Als we vooral op ETS mikken, hoeft Nederland voorlopig niks te doen. Is dat wel verstandig?
“De Nederlandse industrie moet blijven innoveren, anders krijgen we last van de wet van de remmende voorsprong. En vergeet ook niet dat Nederland verantwoordelijk is voor maar 0,4 % van de wereldwijde uitstoot. Daarom moeten we het juist Europees aanpakken. Polen loopt inderdaad eerder tegen de grens van het ETS aan. Maar daar moet dan ook nog gigantisch veel veranderen. Ik vind het bijzonder dat men zich nu vooral bemoeit met ETS-sectoren. Volgens ons gaat ETS vanzelf werken. Er is juist te weinig aandacht voor moeilijke zaken, zoals de gebouwde omgeving.”
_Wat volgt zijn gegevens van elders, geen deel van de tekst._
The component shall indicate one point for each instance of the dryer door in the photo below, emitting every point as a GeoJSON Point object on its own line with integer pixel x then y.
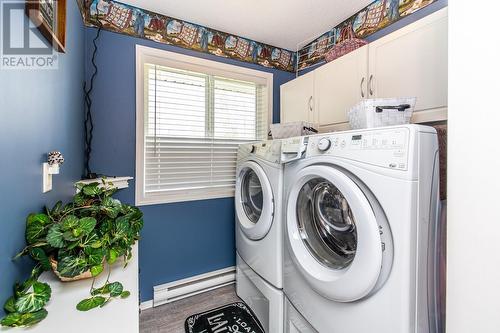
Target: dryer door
{"type": "Point", "coordinates": [254, 201]}
{"type": "Point", "coordinates": [333, 235]}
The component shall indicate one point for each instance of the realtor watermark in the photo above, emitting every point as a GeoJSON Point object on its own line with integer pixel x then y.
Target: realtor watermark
{"type": "Point", "coordinates": [22, 45]}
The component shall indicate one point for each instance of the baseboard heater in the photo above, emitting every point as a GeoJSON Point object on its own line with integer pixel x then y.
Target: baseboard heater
{"type": "Point", "coordinates": [176, 290]}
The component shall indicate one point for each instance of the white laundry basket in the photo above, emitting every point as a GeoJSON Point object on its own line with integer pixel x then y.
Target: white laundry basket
{"type": "Point", "coordinates": [381, 112]}
{"type": "Point", "coordinates": [291, 129]}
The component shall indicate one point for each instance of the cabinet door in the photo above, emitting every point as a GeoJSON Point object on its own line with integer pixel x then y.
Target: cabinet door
{"type": "Point", "coordinates": [339, 85]}
{"type": "Point", "coordinates": [297, 102]}
{"type": "Point", "coordinates": [413, 62]}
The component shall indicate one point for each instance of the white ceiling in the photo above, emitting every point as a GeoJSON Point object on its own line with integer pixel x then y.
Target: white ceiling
{"type": "Point", "coordinates": [282, 23]}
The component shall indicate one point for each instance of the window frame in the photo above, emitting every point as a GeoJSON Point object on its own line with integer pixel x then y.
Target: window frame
{"type": "Point", "coordinates": [165, 58]}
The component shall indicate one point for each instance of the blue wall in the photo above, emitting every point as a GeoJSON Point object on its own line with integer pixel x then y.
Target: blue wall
{"type": "Point", "coordinates": [40, 111]}
{"type": "Point", "coordinates": [178, 240]}
{"type": "Point", "coordinates": [433, 7]}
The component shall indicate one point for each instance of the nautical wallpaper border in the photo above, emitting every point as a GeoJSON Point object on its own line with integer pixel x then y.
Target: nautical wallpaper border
{"type": "Point", "coordinates": [129, 20]}
{"type": "Point", "coordinates": [351, 33]}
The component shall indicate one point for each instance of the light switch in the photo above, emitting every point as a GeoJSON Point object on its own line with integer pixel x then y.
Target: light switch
{"type": "Point", "coordinates": [47, 178]}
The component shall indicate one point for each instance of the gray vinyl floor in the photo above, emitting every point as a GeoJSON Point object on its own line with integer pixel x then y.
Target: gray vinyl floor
{"type": "Point", "coordinates": [170, 317]}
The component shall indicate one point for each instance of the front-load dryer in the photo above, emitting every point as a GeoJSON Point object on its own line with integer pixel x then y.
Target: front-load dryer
{"type": "Point", "coordinates": [361, 212]}
{"type": "Point", "coordinates": [259, 231]}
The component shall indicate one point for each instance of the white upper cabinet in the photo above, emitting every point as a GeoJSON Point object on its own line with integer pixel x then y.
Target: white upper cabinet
{"type": "Point", "coordinates": [339, 85]}
{"type": "Point", "coordinates": [413, 62]}
{"type": "Point", "coordinates": [297, 101]}
{"type": "Point", "coordinates": [410, 62]}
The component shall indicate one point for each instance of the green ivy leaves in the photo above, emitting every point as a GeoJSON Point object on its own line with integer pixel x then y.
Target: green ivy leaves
{"type": "Point", "coordinates": [102, 295]}
{"type": "Point", "coordinates": [55, 236]}
{"type": "Point", "coordinates": [35, 300]}
{"type": "Point", "coordinates": [71, 266]}
{"type": "Point", "coordinates": [90, 303]}
{"type": "Point", "coordinates": [84, 235]}
{"type": "Point", "coordinates": [23, 319]}
{"type": "Point", "coordinates": [36, 225]}
{"type": "Point", "coordinates": [26, 307]}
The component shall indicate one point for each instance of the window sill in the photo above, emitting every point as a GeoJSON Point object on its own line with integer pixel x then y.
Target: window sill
{"type": "Point", "coordinates": [178, 198]}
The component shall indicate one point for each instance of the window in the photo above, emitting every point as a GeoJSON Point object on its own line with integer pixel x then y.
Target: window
{"type": "Point", "coordinates": [191, 116]}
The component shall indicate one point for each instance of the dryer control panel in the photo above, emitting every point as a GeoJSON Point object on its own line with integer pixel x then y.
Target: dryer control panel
{"type": "Point", "coordinates": [381, 147]}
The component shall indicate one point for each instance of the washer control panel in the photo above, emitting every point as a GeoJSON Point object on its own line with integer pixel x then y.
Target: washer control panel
{"type": "Point", "coordinates": [384, 147]}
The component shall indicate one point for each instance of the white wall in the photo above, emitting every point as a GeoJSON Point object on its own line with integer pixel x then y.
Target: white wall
{"type": "Point", "coordinates": [473, 294]}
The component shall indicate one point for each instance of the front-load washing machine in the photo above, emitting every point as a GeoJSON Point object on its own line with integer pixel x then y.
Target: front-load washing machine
{"type": "Point", "coordinates": [259, 231]}
{"type": "Point", "coordinates": [361, 212]}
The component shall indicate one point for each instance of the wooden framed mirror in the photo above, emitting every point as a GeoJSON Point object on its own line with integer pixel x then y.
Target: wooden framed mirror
{"type": "Point", "coordinates": [49, 16]}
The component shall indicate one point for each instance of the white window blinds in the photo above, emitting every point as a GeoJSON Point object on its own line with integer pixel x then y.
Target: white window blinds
{"type": "Point", "coordinates": [193, 124]}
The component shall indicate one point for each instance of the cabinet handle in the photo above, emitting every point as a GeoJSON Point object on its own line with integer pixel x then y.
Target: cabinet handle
{"type": "Point", "coordinates": [370, 85]}
{"type": "Point", "coordinates": [361, 87]}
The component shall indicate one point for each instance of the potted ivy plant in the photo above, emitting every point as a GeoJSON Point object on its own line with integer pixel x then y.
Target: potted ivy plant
{"type": "Point", "coordinates": [76, 241]}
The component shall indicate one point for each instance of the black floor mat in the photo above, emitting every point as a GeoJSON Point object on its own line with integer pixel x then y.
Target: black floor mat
{"type": "Point", "coordinates": [231, 318]}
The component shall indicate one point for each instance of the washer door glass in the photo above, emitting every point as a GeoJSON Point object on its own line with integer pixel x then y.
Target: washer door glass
{"type": "Point", "coordinates": [251, 195]}
{"type": "Point", "coordinates": [326, 223]}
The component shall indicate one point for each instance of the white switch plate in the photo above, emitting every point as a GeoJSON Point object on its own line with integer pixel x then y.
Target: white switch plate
{"type": "Point", "coordinates": [47, 178]}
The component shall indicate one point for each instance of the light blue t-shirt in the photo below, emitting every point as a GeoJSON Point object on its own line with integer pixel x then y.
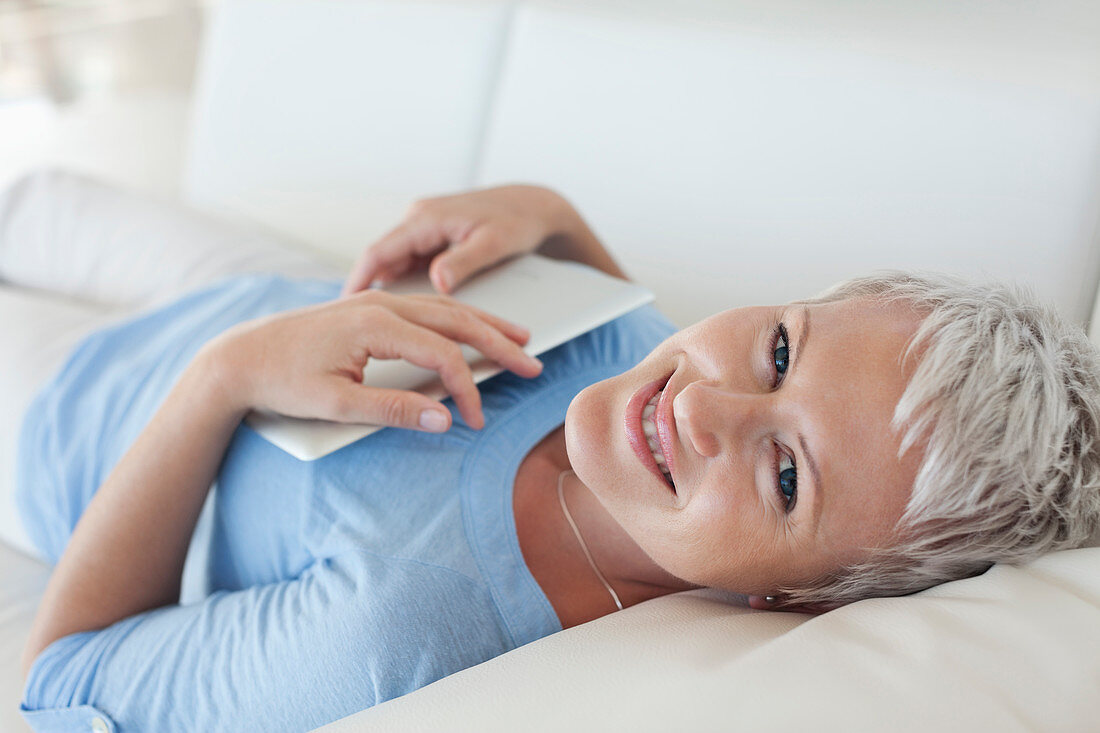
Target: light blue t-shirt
{"type": "Point", "coordinates": [334, 584]}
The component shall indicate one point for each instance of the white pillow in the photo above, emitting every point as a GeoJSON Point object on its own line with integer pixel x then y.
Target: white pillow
{"type": "Point", "coordinates": [1014, 649]}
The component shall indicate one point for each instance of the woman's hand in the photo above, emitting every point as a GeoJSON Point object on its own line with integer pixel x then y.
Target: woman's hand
{"type": "Point", "coordinates": [464, 233]}
{"type": "Point", "coordinates": [309, 362]}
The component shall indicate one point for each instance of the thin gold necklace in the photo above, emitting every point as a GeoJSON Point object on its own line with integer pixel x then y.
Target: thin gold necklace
{"type": "Point", "coordinates": [561, 498]}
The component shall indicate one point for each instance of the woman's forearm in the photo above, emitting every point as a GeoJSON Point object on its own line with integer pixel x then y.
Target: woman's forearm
{"type": "Point", "coordinates": [127, 553]}
{"type": "Point", "coordinates": [574, 240]}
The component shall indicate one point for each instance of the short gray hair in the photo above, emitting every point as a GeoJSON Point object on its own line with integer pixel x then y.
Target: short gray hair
{"type": "Point", "coordinates": [1005, 402]}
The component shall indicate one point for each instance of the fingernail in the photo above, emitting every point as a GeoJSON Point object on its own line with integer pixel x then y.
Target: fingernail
{"type": "Point", "coordinates": [432, 419]}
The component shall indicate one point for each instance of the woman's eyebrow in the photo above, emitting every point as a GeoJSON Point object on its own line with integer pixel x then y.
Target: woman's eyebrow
{"type": "Point", "coordinates": [799, 351]}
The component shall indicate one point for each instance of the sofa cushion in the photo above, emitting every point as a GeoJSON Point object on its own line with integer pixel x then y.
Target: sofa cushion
{"type": "Point", "coordinates": [22, 581]}
{"type": "Point", "coordinates": [756, 152]}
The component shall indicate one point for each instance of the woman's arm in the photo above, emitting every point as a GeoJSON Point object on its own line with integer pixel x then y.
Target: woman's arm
{"type": "Point", "coordinates": [459, 236]}
{"type": "Point", "coordinates": [127, 553]}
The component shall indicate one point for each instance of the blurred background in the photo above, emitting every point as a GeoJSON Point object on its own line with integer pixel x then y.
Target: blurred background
{"type": "Point", "coordinates": [100, 85]}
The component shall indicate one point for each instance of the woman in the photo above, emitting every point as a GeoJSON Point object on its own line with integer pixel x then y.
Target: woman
{"type": "Point", "coordinates": [895, 434]}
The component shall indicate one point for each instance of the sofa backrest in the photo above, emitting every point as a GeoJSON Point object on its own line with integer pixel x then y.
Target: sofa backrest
{"type": "Point", "coordinates": [726, 152]}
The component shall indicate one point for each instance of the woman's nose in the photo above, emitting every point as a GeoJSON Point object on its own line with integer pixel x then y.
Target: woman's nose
{"type": "Point", "coordinates": [707, 416]}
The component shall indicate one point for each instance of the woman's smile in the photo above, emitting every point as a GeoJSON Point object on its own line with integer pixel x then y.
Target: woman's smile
{"type": "Point", "coordinates": [635, 420]}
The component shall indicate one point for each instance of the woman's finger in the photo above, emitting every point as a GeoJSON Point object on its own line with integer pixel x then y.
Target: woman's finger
{"type": "Point", "coordinates": [393, 337]}
{"type": "Point", "coordinates": [515, 331]}
{"type": "Point", "coordinates": [481, 249]}
{"type": "Point", "coordinates": [356, 403]}
{"type": "Point", "coordinates": [465, 324]}
{"type": "Point", "coordinates": [393, 253]}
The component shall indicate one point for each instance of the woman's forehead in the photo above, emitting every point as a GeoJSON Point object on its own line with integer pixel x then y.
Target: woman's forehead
{"type": "Point", "coordinates": [854, 369]}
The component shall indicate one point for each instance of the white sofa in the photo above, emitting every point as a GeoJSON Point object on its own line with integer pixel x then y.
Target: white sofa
{"type": "Point", "coordinates": [727, 152]}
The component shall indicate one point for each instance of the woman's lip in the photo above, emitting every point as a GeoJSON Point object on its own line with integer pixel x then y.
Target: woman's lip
{"type": "Point", "coordinates": [666, 424]}
{"type": "Point", "coordinates": [634, 431]}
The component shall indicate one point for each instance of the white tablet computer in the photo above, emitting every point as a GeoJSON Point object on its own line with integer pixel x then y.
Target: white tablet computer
{"type": "Point", "coordinates": [557, 301]}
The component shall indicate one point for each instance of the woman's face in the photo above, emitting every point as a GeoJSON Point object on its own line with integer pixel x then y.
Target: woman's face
{"type": "Point", "coordinates": [784, 465]}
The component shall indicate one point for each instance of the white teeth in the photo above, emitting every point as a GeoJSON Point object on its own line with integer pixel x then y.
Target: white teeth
{"type": "Point", "coordinates": [650, 429]}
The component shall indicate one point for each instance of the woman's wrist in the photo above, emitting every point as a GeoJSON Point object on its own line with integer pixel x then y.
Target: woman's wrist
{"type": "Point", "coordinates": [219, 370]}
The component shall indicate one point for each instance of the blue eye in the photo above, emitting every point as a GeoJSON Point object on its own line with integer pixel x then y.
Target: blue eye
{"type": "Point", "coordinates": [787, 480]}
{"type": "Point", "coordinates": [779, 351]}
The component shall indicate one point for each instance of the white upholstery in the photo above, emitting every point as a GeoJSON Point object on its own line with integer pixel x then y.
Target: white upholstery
{"type": "Point", "coordinates": [983, 654]}
{"type": "Point", "coordinates": [749, 155]}
{"type": "Point", "coordinates": [325, 118]}
{"type": "Point", "coordinates": [727, 151]}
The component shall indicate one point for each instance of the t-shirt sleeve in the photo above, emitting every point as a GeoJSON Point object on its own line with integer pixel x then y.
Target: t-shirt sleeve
{"type": "Point", "coordinates": [292, 655]}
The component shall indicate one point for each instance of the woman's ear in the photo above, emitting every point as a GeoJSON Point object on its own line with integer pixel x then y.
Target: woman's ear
{"type": "Point", "coordinates": [761, 603]}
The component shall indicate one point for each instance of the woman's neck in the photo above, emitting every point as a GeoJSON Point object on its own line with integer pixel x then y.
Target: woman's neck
{"type": "Point", "coordinates": [553, 554]}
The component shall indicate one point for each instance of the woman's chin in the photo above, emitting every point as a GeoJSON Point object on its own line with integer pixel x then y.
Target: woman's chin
{"type": "Point", "coordinates": [585, 441]}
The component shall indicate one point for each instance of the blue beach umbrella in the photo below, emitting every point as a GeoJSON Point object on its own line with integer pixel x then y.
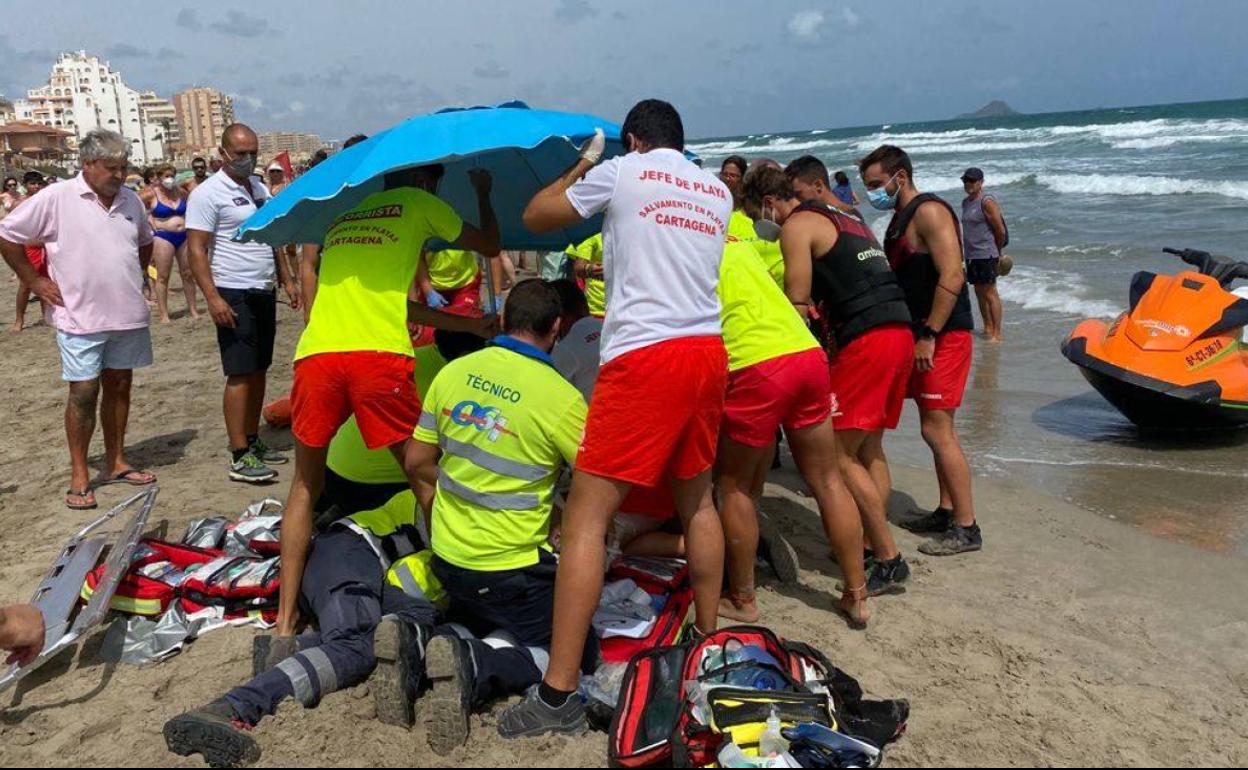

Wat verwacht u van een nieuw energieakkoord?
“De doelen in het nieuwe energieakkoord moeten een vertaling zijn van Parijs. Ik zie dat graag tot stand komen in samenspraak met alle bedrijven en milieuorganisaties. Zware industrie, besparing in de gebouwde omgeving, het zal allemaal aan de orde komen. Besparing in woningen is heel lastig. Individuele huisbezitters moeten verleid worden om te investeren in de verduurzaming van hun huis. We moeten het interessant maken, ongeacht hun levensfase en zonder dat ze meteen een enorm bedrag hoeven te investeren.
Ik zag pas een veelbelovende technische ontwikkeling: een cv-ketel op waterstof. Als we dan op een slimme manier waterstof maken, bijvoorbeeld met zonnepanelen, dan zijn we al veel verder. Dan kunnen we huizen van het gasnet halen en ombouwen naar elektrisch verwarming, met een batterij ernaast, voor als er ’s avonds stroom nodig is. Dit staat nog in de kinderschoenen. Isoleren hoeft dan niet meer.”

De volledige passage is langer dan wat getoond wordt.